I grab a block of cherry wood I’ve been saving and secure it in the lathe. There’s something about the wood—the way it feels solid and warm under my fingers, the way it holds secrets in its grain—that calms the storm inside me. I flip the switch, and the machine hums to life, drowning out the thoughts racing through my head.

I lose myself in the work, letting muscle memory guide my hands. The wood turns against the blade, shavings falling at my feet like autumn leaves. With each pass, the shape emerges, something small and delicate. I don’t plan these things anymore. My hands know what they want to create before my mind catches up.
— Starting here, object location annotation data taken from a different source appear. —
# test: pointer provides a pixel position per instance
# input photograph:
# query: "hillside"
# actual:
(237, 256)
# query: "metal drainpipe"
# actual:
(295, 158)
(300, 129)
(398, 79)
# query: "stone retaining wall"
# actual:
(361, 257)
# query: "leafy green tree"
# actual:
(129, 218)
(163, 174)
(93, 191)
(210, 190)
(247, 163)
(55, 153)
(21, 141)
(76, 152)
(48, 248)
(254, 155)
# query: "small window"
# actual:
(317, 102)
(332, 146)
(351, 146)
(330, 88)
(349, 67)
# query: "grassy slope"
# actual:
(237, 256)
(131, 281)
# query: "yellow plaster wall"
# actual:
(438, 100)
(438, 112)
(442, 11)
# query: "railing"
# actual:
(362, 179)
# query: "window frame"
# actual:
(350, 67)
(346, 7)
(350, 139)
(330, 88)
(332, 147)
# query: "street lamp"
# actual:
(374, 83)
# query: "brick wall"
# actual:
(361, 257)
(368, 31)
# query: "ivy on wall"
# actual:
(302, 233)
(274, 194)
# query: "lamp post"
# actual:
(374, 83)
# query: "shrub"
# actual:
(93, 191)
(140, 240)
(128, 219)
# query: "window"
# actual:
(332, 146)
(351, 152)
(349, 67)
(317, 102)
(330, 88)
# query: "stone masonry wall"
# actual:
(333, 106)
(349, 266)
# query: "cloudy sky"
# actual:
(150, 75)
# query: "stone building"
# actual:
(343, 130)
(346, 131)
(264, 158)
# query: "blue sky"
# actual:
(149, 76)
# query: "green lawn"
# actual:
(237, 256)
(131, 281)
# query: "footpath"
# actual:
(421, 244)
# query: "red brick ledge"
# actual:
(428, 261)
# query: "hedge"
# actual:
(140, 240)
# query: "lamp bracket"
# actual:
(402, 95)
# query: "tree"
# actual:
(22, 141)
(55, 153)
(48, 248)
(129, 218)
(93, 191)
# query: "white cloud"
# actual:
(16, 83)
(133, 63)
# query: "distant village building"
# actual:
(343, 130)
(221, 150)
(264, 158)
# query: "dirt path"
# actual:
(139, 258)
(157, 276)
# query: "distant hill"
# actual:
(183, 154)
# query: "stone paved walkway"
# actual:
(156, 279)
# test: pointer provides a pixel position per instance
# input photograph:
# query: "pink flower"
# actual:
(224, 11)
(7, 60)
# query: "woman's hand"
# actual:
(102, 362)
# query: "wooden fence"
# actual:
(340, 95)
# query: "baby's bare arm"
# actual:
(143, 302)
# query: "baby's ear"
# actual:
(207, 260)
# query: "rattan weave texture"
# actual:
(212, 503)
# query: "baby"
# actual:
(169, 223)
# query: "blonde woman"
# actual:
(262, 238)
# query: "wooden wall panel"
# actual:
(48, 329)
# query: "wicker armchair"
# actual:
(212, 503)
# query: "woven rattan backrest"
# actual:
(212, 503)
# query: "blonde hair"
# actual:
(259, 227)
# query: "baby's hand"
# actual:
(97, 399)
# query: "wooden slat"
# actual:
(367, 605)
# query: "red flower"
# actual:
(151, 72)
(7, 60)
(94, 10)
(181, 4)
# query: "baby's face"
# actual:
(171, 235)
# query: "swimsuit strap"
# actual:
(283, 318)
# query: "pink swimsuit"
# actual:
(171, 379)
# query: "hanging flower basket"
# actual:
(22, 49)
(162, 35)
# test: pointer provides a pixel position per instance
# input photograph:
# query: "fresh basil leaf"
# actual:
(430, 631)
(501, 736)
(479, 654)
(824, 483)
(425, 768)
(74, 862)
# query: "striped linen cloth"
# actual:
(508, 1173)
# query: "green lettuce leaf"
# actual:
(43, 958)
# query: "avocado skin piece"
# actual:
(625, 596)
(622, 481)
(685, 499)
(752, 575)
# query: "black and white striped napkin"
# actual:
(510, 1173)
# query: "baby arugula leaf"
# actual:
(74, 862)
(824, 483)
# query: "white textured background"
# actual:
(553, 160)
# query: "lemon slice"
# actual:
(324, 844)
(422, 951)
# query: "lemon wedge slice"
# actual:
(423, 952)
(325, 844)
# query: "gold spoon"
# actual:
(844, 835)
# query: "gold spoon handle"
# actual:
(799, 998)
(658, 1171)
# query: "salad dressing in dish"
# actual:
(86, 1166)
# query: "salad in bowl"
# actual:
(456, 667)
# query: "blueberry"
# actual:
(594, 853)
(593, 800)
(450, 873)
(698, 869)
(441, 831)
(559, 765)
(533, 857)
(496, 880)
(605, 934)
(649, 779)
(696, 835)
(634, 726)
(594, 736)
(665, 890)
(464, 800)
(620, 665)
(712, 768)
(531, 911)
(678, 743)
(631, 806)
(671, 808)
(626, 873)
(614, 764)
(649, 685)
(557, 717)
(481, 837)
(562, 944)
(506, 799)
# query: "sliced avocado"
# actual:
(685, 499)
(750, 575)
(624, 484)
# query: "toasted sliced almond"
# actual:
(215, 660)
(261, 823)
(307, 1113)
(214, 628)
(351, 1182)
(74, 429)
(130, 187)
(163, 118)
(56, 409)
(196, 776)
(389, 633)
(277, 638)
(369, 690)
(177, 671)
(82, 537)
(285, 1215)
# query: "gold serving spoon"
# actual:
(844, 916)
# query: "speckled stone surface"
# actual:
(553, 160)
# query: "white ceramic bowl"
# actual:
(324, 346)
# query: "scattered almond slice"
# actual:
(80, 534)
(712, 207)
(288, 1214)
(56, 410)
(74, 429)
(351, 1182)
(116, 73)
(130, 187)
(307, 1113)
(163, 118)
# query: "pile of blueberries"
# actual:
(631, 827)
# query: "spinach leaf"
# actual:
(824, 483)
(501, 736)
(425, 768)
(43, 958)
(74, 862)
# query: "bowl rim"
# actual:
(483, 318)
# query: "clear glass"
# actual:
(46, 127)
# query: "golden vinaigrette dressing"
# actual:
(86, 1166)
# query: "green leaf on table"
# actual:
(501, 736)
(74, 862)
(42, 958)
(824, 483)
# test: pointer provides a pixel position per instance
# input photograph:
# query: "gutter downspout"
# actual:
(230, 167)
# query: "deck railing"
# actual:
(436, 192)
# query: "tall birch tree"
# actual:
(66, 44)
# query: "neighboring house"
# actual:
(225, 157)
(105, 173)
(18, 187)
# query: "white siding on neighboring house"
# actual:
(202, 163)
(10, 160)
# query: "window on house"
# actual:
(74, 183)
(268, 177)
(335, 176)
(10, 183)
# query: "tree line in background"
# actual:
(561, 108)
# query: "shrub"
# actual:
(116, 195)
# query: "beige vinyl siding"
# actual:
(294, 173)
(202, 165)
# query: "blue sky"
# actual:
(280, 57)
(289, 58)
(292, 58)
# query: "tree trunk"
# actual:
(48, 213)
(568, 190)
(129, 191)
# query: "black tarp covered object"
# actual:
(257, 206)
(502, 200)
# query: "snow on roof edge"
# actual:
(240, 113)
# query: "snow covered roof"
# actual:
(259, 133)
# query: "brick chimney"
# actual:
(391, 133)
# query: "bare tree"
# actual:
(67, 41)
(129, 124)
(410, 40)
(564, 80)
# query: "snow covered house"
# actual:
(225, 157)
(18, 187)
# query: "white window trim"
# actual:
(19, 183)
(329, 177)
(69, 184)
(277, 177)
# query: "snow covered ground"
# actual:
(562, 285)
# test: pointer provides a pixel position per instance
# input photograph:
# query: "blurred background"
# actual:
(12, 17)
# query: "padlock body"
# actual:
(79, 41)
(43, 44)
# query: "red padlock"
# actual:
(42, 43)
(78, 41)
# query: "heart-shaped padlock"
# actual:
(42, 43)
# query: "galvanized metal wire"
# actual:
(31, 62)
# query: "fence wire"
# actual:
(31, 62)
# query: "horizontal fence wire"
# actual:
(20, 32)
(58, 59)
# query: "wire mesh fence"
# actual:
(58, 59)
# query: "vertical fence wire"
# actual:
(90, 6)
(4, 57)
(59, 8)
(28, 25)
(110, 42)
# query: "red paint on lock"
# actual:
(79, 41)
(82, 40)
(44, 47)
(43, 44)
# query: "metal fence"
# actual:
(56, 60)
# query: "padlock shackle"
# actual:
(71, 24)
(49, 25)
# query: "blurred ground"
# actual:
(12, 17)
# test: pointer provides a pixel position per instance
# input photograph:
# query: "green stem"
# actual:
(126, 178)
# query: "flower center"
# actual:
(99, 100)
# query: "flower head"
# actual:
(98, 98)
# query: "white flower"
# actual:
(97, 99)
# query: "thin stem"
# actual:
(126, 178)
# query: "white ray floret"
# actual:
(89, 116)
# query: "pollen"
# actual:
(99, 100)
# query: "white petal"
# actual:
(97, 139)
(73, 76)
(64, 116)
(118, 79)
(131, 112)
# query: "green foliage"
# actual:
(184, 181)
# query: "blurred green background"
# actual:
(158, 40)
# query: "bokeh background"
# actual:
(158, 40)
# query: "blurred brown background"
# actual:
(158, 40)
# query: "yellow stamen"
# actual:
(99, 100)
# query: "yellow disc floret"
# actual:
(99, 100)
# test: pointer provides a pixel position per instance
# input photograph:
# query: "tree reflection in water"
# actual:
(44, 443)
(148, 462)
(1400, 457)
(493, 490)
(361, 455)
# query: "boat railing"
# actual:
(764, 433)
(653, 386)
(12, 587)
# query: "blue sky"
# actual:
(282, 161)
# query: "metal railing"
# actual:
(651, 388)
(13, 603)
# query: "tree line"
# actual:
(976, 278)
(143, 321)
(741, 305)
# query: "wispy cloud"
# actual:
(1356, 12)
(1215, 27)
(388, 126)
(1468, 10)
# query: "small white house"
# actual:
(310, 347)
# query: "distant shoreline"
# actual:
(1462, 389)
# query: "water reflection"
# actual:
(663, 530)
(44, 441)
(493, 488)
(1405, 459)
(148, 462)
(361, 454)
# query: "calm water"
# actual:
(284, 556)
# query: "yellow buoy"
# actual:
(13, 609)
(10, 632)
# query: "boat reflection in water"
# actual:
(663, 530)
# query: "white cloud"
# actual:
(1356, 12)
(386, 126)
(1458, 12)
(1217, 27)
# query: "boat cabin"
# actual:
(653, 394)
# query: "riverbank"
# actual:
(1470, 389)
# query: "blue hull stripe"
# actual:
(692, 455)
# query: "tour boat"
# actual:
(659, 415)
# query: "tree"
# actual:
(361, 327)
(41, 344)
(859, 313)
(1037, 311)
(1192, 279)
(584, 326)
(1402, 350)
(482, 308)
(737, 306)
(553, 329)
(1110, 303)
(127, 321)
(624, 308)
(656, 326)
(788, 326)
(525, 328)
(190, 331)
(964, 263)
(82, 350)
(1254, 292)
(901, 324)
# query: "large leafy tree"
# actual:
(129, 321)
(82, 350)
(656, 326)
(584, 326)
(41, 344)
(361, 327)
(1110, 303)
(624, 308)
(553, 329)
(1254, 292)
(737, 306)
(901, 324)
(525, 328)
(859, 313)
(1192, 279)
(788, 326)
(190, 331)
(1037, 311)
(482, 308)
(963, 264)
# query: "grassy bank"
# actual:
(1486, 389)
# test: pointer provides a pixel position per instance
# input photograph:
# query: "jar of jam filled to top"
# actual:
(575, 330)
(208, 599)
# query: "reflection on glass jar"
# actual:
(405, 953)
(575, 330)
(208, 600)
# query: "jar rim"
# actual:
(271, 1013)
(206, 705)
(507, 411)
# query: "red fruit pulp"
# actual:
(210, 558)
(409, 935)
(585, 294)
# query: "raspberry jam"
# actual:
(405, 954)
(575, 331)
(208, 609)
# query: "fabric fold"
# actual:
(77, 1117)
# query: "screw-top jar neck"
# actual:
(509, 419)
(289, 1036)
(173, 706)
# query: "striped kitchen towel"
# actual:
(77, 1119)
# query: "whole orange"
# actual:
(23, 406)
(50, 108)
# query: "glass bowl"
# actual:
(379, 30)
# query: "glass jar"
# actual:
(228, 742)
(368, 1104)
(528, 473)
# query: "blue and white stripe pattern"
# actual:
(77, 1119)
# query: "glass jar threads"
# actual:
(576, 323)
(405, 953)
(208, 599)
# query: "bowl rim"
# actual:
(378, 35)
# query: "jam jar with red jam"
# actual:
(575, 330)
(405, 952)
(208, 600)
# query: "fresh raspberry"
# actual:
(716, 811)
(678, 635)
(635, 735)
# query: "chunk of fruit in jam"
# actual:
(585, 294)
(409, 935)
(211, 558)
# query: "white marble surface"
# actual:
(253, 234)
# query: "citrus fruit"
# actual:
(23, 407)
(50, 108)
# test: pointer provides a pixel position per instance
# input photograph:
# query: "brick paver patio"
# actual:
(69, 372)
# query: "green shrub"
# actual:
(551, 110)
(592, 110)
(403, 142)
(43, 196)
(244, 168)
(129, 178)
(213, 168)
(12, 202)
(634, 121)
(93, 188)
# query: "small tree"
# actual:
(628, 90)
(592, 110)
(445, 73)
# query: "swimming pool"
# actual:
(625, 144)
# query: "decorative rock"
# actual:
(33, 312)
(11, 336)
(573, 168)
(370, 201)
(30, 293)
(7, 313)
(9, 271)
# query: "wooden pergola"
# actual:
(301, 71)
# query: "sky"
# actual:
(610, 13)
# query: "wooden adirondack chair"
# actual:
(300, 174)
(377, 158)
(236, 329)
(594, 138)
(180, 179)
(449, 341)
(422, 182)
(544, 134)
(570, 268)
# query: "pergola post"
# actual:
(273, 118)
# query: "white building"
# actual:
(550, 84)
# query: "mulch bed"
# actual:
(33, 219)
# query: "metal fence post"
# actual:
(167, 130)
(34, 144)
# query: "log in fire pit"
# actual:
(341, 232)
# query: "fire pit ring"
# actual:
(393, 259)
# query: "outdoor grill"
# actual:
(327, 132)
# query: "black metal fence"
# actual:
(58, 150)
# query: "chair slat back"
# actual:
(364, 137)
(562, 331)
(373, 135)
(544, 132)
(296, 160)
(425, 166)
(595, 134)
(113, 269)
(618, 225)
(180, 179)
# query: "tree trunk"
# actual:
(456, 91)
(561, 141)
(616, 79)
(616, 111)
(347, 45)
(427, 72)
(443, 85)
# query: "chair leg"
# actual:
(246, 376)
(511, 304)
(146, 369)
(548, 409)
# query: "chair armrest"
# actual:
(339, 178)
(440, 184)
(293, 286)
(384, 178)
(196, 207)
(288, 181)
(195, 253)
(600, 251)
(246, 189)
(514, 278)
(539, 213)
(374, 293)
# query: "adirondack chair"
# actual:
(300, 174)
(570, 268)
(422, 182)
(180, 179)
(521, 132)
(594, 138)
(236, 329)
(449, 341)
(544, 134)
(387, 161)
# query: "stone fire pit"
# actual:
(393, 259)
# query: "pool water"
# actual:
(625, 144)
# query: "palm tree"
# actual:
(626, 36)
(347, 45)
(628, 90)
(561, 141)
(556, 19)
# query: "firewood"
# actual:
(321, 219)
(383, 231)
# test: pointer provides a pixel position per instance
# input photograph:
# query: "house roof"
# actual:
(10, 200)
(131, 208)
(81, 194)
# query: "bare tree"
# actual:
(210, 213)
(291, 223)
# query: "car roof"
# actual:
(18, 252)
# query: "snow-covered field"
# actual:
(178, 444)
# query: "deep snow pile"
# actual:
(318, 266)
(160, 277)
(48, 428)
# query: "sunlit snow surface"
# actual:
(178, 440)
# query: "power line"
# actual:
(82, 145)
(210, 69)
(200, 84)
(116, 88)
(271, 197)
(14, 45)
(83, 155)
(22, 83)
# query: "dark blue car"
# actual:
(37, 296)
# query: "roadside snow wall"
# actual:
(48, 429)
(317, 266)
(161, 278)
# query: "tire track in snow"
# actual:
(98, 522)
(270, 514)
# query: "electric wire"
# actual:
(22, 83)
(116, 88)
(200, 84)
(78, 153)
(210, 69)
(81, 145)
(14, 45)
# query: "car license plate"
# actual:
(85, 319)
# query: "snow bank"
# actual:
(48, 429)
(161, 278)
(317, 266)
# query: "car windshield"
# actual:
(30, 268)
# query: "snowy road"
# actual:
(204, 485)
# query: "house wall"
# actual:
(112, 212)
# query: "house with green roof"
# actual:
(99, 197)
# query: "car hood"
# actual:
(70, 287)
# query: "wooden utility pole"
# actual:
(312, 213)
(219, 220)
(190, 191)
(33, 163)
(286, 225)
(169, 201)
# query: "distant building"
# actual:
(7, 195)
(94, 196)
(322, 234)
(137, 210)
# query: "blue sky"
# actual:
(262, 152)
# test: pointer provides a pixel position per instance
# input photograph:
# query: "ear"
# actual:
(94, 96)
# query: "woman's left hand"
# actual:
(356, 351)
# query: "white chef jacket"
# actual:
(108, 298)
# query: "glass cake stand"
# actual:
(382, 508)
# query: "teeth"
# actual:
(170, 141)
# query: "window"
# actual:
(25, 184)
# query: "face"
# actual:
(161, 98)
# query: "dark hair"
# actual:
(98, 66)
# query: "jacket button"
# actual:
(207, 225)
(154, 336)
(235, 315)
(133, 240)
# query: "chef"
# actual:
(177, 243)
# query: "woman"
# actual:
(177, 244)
My phone buzzes in my pocket, and I nearly slice my finger open in my rush to grab it thinking it’s Sutton.

But it’s just Killian.

Kill

You still up?

Me

Yeah.

Kill

She talk to you yet?

Me

No.

I set the phone down and return to the lathe. The wood takes form beneath my touch, a small teacup with delicate sides that curve like water frozen in motion. My ribs ache with every movement, but the pain keeps me present, keeps me from spiraling into the dark places my mind wants to go.

I don’t know how long I’ve been working when I hear it; the soft click of the door connecting the garage to the house. My hands are still on the lathe, but I don’t turn around. I can feel her presence, hesitant and uncertain in the doorway.

“Does it hurt?” Sutton’s voice is quiet, almost lost beneath the hum of the machine.

I switch off the lathe, the sudden silence deafening. “My ribs?” I ask, still not turning. “Or something else?”

She doesn’t answer right away. She moves farther into my space, the sanctuary I’ve created for myself that now holds her too.